Press


Thursday, May 5, 2022

At its Monetary Policy Meeting, the Board of the Central Bank of Chile decided to raise the monetary policy interest rate by 125 basis points, to 8.25%. The decision was adopted with the unanimous vote of its members.

 

World inflation has continued to rise, and central banks have intensified the withdrawal of their monetary stimuli. This has taken place in a scenario of still high commodity and food prices and confinements in China have put additional pressures on the recovery of global supply chains. The global growth outlook for this year has been adjusted downwards, approaching the values forecast in the March Monetary Policy Report. This, amid persistent uncertainty over the Russian invasion of Ukraine and signs of concern over activity in China.

The movements of global financial markets have been driven mainly by risks associated with the speed at which the main central banks would withdraw their monetary stimulus measures, especially the United States Federal Reserve. In this context, since the last Meeting, long-term interest rates rose in several economies, stock markets dropped and the dollar appreciated at the global level, all in an environment of higher financial volatility.

The domestic financial market was partially affected by these developments. In the last month, the peso/dollar parity depreciated significantly, and long-term interest rates (BTP-10) increased. In turn, the IPSA declined while the sovereign risk premium (CDS) rose. In the credit market, lending performance continues to show moderate dynamism in the different portfolios. This outlook is consistent with the higher cost of credit, tighter access conditions and a more cautious attitude on the part of borrowers, as reflected in the qualitative information compiled in the May Business Perceptions Report (IPN).

Based on published Imacec figures, economic activity would have grown 7.9% in the first quarter this year, a little above the last Monetary Policy Report’s estimate, owing largely to the March result. On the demand side, short-term indicators show that consumption remains resilient, while the investment weakens. In the latter, while capital imports remain high, most construction-related indicators have continued to decline and survey data are revised downward for the 2022-2025 period. In the labor market, the increase in employment has been slowing down since the end of last year, in a context where different indicators show a less dynamic demand while supply remains tight, albeit with some improvement. Consumer (IPEC) and business (IMCE) expectations have continued to deteriorate.

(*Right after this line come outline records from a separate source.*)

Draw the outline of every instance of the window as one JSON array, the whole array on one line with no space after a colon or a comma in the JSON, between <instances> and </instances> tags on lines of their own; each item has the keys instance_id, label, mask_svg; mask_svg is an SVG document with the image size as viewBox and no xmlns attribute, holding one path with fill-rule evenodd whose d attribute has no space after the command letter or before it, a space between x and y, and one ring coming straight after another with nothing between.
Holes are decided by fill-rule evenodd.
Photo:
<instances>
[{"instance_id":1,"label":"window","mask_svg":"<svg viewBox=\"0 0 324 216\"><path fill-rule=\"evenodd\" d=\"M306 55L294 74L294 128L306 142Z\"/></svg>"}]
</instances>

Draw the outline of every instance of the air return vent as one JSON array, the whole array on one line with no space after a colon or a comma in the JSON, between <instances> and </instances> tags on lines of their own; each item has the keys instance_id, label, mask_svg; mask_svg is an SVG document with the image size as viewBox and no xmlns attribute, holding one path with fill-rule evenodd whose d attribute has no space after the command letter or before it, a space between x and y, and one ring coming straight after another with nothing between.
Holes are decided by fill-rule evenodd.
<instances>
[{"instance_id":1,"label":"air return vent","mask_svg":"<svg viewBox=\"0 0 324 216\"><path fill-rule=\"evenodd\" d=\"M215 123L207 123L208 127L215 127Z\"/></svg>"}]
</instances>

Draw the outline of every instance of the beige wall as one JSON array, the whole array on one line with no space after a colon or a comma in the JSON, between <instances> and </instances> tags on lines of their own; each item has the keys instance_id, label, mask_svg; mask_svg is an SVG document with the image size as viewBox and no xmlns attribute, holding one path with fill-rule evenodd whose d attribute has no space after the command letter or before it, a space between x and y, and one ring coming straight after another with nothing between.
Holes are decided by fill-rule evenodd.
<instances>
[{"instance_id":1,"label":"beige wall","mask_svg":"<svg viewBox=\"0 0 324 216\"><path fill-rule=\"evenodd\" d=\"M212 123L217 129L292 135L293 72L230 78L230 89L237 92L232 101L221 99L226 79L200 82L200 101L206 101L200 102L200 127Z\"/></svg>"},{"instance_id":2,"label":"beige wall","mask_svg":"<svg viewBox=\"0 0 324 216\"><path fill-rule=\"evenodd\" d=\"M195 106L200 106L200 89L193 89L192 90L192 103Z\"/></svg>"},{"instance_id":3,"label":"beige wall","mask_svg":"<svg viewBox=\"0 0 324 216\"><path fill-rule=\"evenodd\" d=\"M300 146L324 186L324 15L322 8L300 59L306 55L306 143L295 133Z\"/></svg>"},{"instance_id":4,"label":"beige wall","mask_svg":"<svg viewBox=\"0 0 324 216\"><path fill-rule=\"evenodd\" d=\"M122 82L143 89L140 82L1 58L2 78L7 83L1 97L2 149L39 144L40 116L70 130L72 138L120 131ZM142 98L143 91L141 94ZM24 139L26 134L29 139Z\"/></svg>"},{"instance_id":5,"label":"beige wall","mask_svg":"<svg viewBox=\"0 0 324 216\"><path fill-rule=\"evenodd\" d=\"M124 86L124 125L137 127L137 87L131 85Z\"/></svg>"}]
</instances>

March inflation was significantly higher than assumed in the last Monetary Policy Report, pushing the annual CPI variation to 9.4% (7.6% for core CPI, without volatiles). Worth noting was the rise in the prices of foods—core and volatile—, fuels, and some other specific items. Domestic inflationary pressures have been strengthened by the hikes in international energy and food prices, the exchange rate depreciation, and ongoing problems affecting global supply. Inflation expectations derived from the surveys—EES and FTS—remain above 3% in the two-year horizon.

The recent evolution of inflation and its short-term outlook exceed the forecast in the March Monetary Policy Report. This situation intensifies the risks of the inflation scenario, so the Board has determined to raise the MPR to around the upper bound of the policy rate corridor of the last MP Report. The next Monetary Policy Report will feature a new evaluation of the monetary policy trajectory.

The minutes of this Monetary Policy Meeting will be released at 8:30 hours of Friday, 20 May 2022. The next Monetary Policy Meeting will be held on Tuesday, 7 June 2022 and the statement thereof will be published at 18:00 hours the same day.